Last time I checked, people do not have 18-wheelers on the side of their house waiting to be pulled. But if you have a small vehicle available for squatting, by all means, let Johnson know.
He excels in every event. Well, maybe he could use some fine tuning in one: The Atlas Stone Load. "That's the one everybody likes to watch and gets excited for. I go up there and I suck," he said.
The Atlas Stone Load requires athletes to race five heavy, round stones ranging in weight from 220 to 352 pounds approximately 16 to 33 feet. They place the stones in their lap and explode the stone onto a platform roughly five foot in height. Again, where exactly does one train for this event?
Bigger is Better
Baseball players hit the juice like hockey players hit the boards, so in a competitive world centered on strength and power, it's reasonable for performance enhancing drugs to come into play.
"There's quite a few athletes that do use. I don't even want to lie about it," agreed Johnson. Strongman tests athletes randomly, as does the NFL. It's basically a roll of the dice whether your name appears on the little plastic cup.
There's an axiom that says if you're not cheating you're not trying. "I think in a sport... where you get paid to perform... it almost seems like you'd be disappointed if people weren't trying to go as far as they possibly could go.
"The way I see it is a personal preference. Either you're going to or you decide not too. There's a lot of athletes that compete and it's well known that they do use," said Johnson.
There are only a handful of athletes in the world who can do what they do. "It's an unrealistic challenge set in front of me and I overcame it. Regardless how I do, I'm typically pleased that I finish," said Johnson before slightly changing his tune. "I really am not pleased with myself unless I win. Even a few times after I won I wasn't that proud of myself because I didn't win every event."

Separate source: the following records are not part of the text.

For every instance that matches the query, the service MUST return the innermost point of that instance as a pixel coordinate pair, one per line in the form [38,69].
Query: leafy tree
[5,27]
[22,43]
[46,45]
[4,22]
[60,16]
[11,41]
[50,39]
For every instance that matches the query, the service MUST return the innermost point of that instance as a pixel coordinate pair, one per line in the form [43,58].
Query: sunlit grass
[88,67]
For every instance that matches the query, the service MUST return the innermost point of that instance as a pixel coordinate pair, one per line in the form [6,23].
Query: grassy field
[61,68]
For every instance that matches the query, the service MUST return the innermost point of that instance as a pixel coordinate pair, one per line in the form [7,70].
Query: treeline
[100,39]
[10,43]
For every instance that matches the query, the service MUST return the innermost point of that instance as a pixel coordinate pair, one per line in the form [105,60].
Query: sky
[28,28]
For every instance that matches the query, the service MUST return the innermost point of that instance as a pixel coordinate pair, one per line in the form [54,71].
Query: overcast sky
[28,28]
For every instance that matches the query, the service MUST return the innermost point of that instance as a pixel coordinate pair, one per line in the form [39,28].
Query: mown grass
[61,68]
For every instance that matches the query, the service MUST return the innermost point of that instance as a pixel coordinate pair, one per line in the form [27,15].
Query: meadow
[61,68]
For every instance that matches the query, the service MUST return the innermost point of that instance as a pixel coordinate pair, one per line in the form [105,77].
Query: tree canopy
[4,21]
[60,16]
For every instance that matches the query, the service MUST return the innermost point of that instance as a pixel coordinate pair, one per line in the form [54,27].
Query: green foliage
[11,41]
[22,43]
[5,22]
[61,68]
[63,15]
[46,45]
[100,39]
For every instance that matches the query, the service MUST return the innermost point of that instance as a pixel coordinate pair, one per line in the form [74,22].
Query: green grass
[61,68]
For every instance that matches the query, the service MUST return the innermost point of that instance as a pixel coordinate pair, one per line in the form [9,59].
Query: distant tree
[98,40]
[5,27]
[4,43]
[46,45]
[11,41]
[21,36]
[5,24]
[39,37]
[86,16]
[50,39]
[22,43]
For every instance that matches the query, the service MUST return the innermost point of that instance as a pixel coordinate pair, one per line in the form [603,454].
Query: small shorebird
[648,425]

Johnson competes Sunday, Feb. 22 against 10 of the nation's top ranked heavyweights at the SpiritBank Event Center, 105th and Memorial. The top five finishers proceed to the national competition in California. From there the top three move on to the world competition in China later this year. "I would definitely dig going to China," Johnson said laughing.

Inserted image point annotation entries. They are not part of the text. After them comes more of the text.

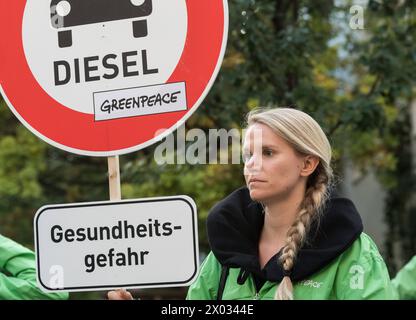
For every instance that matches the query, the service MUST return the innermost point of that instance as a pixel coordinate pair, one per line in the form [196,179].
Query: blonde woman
[284,236]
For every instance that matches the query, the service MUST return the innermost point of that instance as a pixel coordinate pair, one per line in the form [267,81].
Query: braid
[311,207]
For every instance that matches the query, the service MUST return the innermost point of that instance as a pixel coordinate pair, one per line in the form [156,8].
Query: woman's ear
[309,165]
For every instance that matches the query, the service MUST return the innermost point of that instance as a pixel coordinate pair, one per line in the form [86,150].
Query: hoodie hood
[234,226]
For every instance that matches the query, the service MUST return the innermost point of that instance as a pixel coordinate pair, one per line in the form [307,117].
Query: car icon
[71,13]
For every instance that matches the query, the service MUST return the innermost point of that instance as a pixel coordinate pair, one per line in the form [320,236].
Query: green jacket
[405,281]
[337,261]
[358,273]
[18,274]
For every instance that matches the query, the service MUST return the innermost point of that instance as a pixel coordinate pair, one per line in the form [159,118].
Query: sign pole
[114,178]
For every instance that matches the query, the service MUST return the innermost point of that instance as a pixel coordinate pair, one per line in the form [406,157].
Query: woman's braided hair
[306,137]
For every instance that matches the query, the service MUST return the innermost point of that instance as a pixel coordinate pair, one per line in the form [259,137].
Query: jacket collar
[235,223]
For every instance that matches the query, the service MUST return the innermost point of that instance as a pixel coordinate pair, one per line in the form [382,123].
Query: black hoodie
[234,226]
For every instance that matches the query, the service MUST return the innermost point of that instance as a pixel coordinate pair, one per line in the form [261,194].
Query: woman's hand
[119,294]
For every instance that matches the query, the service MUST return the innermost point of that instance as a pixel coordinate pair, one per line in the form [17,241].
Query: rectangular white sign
[140,101]
[141,243]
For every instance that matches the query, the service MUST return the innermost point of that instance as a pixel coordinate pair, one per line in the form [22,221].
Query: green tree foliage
[357,83]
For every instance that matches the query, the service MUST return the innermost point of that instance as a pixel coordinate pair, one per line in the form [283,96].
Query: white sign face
[109,77]
[143,243]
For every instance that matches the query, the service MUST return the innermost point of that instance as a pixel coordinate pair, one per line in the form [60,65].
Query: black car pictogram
[72,13]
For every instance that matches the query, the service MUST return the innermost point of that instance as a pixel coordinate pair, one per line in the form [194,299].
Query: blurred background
[350,64]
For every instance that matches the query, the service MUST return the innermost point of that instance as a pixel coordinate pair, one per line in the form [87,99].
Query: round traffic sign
[104,77]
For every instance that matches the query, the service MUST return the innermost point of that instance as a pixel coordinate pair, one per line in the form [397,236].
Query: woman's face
[272,169]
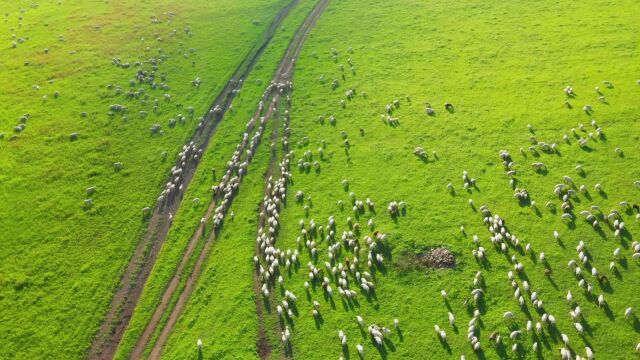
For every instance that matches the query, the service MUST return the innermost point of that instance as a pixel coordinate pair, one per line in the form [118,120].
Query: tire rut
[282,74]
[138,269]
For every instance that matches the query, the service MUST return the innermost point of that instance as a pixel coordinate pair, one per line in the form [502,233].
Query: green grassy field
[60,261]
[188,217]
[502,66]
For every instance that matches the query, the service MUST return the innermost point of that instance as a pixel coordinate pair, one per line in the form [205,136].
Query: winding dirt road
[282,74]
[137,272]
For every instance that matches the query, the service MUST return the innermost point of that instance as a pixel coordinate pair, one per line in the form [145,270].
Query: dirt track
[282,74]
[139,267]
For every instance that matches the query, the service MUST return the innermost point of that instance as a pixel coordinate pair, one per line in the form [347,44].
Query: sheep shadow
[319,321]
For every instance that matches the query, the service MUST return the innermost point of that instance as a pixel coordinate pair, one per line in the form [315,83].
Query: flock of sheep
[349,259]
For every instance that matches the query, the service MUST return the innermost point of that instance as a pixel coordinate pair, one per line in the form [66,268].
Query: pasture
[61,259]
[501,136]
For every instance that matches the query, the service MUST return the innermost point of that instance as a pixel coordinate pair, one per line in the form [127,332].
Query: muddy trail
[170,291]
[125,299]
[282,74]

He'll have his work cut out for him going up against the heavyweights. "Typically I'm real cocky about it because I'm going against other lightweights. In that realm, I'm one of the baddest cats that ever walked the earth. But when it comes to the heavyweights," he said, "they are another breed, man. They are literally like walking oxen. Seven-foot, 400-pound beasts."
He compared the live event to attending a concert. You can watch Strongman Contest on television or you can listen to the music on CD's. But, a concert rocks and watching athletes of the highest caliber grunt, sweat and overachievement takes the viewing experience to a different level.
Visit www.americanstrongman.com or call 369-9360 for more information.
"Everyone that comes to this competition is a professional. They're at the top of their game in the U.S. It's a battle of those fellows. Who is the best?"